You can think of this as a "model within a model." The LSM handles the slow, planetary-scale circulation, while the embedded CRM simulates the turbulent, fast-paced life of clouds and convection. How do they talk to each other? Through a split-explicit framework! The LSM takes a large time step, advancing the large-scale winds and temperatures. It then passes this updated large-scale state as a forcing to the CRM. The CRM then runs for many small time steps, simulating the birth and death of clouds and calculating their net effect on temperature, moisture, and momentum. Finally, the CRM passes these averaged effects back to the LSM, which incorporates them as a "convective adjustment" before beginning the next large time step. The LSM provides the "slow" advective tendency, and the CRM provides the "fast" convective tendency. This two-way coupling, mediated by operator splitting, is a revolutionary approach that allows for a much more physically realistic representation of clouds in our climate simulations.

The Dance with Hardware: Algorithms and Modern Computing

In the world of modern science, an algorithm's elegance is judged not only by its mathematical beauty but also by how well it performs on a supercomputer. The split-explicit scheme, with its many small, explicit inner steps, has a distinct performance profile. Each of these small steps involves simple calculations on a local neighborhood of grid points. This structure is a double-edged sword on modern hardware like Graphics Processing Units (GPUs).

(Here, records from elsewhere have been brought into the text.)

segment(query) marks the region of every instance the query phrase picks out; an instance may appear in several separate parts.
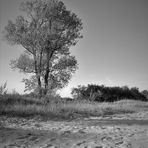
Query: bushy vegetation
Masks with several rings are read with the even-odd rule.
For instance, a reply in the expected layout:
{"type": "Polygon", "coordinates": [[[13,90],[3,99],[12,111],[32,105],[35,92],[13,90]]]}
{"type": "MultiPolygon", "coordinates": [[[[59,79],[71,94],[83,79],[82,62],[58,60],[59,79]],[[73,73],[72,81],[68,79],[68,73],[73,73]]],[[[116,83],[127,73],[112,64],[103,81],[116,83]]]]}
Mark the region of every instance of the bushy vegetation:
{"type": "Polygon", "coordinates": [[[36,117],[44,119],[76,119],[89,116],[110,116],[148,110],[148,103],[122,100],[114,103],[97,103],[70,98],[29,98],[22,95],[0,97],[0,115],[36,117]]]}
{"type": "Polygon", "coordinates": [[[106,87],[104,85],[88,84],[87,86],[79,85],[73,88],[72,95],[75,99],[84,99],[99,102],[113,102],[125,98],[133,100],[148,101],[147,97],[139,91],[138,88],[124,87],[106,87]]]}

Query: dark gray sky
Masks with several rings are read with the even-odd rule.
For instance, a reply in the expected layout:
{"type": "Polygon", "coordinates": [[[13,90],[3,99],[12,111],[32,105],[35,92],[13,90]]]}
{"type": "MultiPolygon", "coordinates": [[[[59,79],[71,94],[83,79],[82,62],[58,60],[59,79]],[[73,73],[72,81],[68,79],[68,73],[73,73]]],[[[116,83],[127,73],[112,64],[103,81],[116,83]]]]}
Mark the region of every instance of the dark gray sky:
{"type": "MultiPolygon", "coordinates": [[[[0,31],[20,14],[23,0],[0,0],[0,31]]],[[[78,84],[148,89],[148,0],[63,0],[82,18],[84,38],[71,48],[79,63],[62,95],[78,84]]],[[[2,38],[2,34],[0,36],[2,38]]],[[[10,59],[23,51],[20,46],[0,43],[0,84],[23,92],[23,74],[10,69],[10,59]]]]}

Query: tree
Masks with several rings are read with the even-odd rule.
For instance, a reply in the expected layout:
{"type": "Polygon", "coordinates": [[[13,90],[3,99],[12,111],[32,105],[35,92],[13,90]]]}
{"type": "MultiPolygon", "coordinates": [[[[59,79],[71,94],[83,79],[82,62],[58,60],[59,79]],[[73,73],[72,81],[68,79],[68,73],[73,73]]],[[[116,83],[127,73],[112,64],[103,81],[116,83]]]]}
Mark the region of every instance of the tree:
{"type": "Polygon", "coordinates": [[[5,82],[3,85],[0,86],[0,95],[7,94],[7,82],[5,82]]]}
{"type": "Polygon", "coordinates": [[[23,46],[27,55],[21,55],[12,63],[17,65],[14,67],[20,71],[33,74],[37,80],[40,96],[43,93],[46,95],[56,59],[61,57],[63,64],[66,62],[63,57],[68,56],[73,59],[69,61],[75,61],[70,56],[69,49],[82,38],[80,33],[82,22],[58,0],[27,1],[23,2],[20,8],[26,15],[18,16],[15,23],[8,21],[5,38],[8,43],[23,46]]]}

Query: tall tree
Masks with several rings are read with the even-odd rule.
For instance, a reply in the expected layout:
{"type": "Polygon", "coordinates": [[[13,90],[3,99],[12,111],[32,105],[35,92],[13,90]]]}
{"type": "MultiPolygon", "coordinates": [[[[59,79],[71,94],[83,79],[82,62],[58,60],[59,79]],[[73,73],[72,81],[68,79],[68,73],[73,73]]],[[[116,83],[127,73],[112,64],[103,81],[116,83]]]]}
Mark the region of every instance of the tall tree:
{"type": "Polygon", "coordinates": [[[32,56],[33,60],[28,59],[29,67],[25,70],[35,73],[40,95],[43,93],[43,77],[46,94],[52,62],[58,56],[70,56],[70,47],[82,37],[82,22],[58,0],[27,1],[20,8],[26,15],[18,16],[15,22],[8,22],[5,38],[11,44],[23,46],[32,56]]]}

On the one hand, the local, independent nature of the calculations is a perfect match for the massively parallel architecture of GPUs. However, these simple calculations often require fetching more data from memory than they perform actual computations. Their arithmetic intensity is low. This means the speed of the simulation is not limited by the GPU's calculating power (its FLOP/s), but by the speed at which it can shuttle data to and from memory (its bandwidth). The many explicit substeps become memory-bound.

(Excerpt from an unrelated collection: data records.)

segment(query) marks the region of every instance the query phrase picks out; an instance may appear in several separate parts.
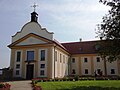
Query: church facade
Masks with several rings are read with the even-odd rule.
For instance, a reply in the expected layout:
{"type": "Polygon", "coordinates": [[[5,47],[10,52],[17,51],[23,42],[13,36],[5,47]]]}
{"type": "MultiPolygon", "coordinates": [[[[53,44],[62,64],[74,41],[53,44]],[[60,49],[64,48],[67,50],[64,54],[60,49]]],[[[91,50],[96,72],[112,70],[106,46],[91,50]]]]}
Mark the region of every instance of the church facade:
{"type": "Polygon", "coordinates": [[[63,78],[68,75],[119,76],[120,61],[109,63],[98,56],[99,41],[59,43],[38,23],[38,14],[31,13],[31,21],[12,36],[10,68],[13,77],[63,78]]]}

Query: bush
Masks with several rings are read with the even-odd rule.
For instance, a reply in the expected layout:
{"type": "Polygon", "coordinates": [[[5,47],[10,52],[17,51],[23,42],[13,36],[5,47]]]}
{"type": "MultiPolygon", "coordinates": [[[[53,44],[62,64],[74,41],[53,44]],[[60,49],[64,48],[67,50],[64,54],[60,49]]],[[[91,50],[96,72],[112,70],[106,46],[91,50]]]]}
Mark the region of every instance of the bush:
{"type": "Polygon", "coordinates": [[[0,83],[0,90],[10,90],[11,85],[8,83],[0,83]]]}

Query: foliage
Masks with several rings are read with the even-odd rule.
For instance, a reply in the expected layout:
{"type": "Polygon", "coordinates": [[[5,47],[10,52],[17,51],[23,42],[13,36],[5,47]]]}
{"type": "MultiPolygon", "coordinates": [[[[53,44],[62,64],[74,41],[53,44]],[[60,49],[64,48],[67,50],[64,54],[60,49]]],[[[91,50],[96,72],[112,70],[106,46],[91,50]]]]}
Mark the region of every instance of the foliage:
{"type": "Polygon", "coordinates": [[[38,82],[43,90],[120,90],[118,80],[38,82]]]}
{"type": "Polygon", "coordinates": [[[106,6],[111,7],[108,14],[98,24],[97,35],[102,40],[100,55],[104,58],[108,56],[109,61],[120,59],[120,1],[100,0],[106,6]]]}

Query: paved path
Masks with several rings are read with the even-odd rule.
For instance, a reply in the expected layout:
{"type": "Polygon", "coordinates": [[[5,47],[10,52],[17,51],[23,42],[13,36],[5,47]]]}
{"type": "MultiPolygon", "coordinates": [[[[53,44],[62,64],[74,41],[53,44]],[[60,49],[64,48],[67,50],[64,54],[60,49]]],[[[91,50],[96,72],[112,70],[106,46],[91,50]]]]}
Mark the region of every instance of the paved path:
{"type": "Polygon", "coordinates": [[[10,90],[32,90],[31,81],[10,81],[8,82],[11,85],[10,90]]]}

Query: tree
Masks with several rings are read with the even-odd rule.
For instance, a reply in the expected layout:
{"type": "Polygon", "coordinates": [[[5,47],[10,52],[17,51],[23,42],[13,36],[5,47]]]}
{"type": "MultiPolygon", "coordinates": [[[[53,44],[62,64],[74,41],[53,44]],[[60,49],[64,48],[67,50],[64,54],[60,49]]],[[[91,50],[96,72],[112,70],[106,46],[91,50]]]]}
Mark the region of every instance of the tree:
{"type": "Polygon", "coordinates": [[[120,0],[100,0],[100,3],[111,9],[97,27],[97,35],[102,40],[99,54],[112,62],[120,59],[120,0]]]}

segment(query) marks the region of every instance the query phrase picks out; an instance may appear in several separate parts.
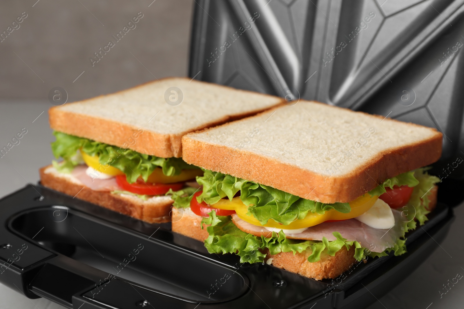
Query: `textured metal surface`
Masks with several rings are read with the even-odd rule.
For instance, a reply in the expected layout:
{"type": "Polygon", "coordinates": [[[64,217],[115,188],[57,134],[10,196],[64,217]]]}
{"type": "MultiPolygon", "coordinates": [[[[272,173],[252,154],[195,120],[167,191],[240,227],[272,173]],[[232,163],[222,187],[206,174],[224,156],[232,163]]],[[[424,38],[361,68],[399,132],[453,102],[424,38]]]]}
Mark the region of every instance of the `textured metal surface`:
{"type": "Polygon", "coordinates": [[[197,1],[189,74],[437,128],[434,171],[461,178],[463,3],[197,1]]]}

This has led to a fascinating co-evolution of algorithms and hardware optimization. One powerful strategy is kernel fusion. Instead of launching a separate computational job (a "kernel") for each of the, say, eight acoustic substeps, a programmer can write a single, larger kernel that performs all eight updates at once. The genius of this is that the intermediate results—the state of the atmosphere after step 1, step 2, and so on—can be kept in the GPU's ultra-fast on-chip memory (registers), rather than being written out to and read back from the much slower main memory after each tiny step. This dramatically reduces memory traffic, increases the arithmetic intensity, and allows the algorithm to better utilize the GPU's immense computational horsepower.

This dance extends to more complex hybrid schemes like HEVI (Horizontally Explicit Vertically Implicit) methods, which are common in weather forecasting models. These schemes treat the horizontal propagation of waves explicitly (and thus are well-suited for subcycling) but handle the vertical direction implicitly, which requires solving many independent systems of equations along each vertical column of the model. This structure is a perfect match for the GPU's architecture, as thousands of these vertical solves can be performed in parallel, a technique known as "batching".

The story of the split-explicit scheme is therefore not just a story of physics and mathematics, but also one of computer science. It teaches us that the path to better scientific prediction lies at the intersection of a deep understanding of the natural world, the creation of clever numerical methods, and a savvy appreciation for the architecture of our most powerful tools. From the vastness of the ocean to the heart of a silicon chip, it is a journey of discovery across scales, unified by a single, beautiful idea.